As I show in the book, data science combined with government’s vast administrative data is good at identifying at-risk populations. But doing so is meaningless unless a well-designed program is in place to deliver services. Thus, the biggest challenge is not teaching planners how to code data science but how to consider algorithms more broadly in the context of service delivery. The book provides a framework for this by comparing an algorithmic approach to service delivery to the ‘business-as-usual’ approach.

Has COVID-19 changed the way that governments think about data science? If so, how?

Absolutely—speaking of ‘service delivery,’ data science can help governments allocate limited resources. The COVID-19 pandemic is marked entirely by limited resources: From testing, PPE, and vaccines to toilet paper, home exercise equipment, and blow-up pools (the latter was a serious issue for my 7-year-old this past summer).

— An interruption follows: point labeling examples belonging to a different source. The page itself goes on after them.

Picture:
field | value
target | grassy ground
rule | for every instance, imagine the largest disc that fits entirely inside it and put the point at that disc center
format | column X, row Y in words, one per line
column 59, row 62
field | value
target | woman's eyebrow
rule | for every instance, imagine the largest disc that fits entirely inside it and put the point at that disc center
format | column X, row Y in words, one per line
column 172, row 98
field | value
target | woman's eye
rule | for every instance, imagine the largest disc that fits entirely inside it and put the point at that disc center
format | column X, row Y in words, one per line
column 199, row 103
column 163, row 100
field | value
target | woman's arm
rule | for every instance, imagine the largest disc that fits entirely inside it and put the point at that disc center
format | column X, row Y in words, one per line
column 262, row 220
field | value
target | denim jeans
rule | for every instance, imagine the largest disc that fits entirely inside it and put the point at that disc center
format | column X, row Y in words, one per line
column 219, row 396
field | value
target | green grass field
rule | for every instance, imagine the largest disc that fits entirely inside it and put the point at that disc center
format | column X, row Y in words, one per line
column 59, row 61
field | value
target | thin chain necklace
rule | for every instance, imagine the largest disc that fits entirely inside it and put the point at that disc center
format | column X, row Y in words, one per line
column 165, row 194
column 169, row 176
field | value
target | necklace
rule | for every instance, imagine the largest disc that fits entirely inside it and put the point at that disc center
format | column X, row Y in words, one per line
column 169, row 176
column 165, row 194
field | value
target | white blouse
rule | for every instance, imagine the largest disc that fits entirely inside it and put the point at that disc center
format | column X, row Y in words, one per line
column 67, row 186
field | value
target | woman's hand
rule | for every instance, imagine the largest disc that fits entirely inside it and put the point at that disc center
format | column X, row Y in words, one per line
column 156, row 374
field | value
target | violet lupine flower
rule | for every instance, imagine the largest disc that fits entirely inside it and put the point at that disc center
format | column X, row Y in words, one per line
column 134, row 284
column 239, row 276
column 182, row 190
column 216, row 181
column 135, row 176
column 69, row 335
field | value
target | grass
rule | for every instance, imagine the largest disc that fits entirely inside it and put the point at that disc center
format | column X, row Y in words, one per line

Government failed at planning for the allocation of testing, PPE, and vaccines. We learned that it is not enough for government to invest in a vaccine; it must also plan for how to allocate vaccines equitably to populations at greatest risk. This is exactly what we teach in Penn’s MUSA Program, and I was disappointed at how governments at all levels failed to ensure that the limited supply of vaccine aligned with demand.

We see this supply/demand mismatch show up time and again in government, from disaster response to the provision of health and human services. I truly believe that data can unlock new value here, but, again, if government is uninterested in thinking critically about service delivery and logistics, then the data is merely a sideshow.

What do you hope people gain by reading this book?

There is no equivalent book currently on the market. If you are an aspiring social data scientist, this book will teach you how to code spatial analysis, data visualization, and machine learning in R, a statistical programming language. It will help you build solutions to address some of today’s most complex problems.

If you are a policymaker looking to adopt data and algorithms into government, this book provides a framework for developing powerful algorithmic planning tools, while also ensuring that they will not disenfranchise certain protected classes and neighborhoods.

“Public Policy Analytics: Code & Context for Data Science in Government” is currently available for preorder from CRC Press and is also available online. Open access datasets and code can also be found on GitHub.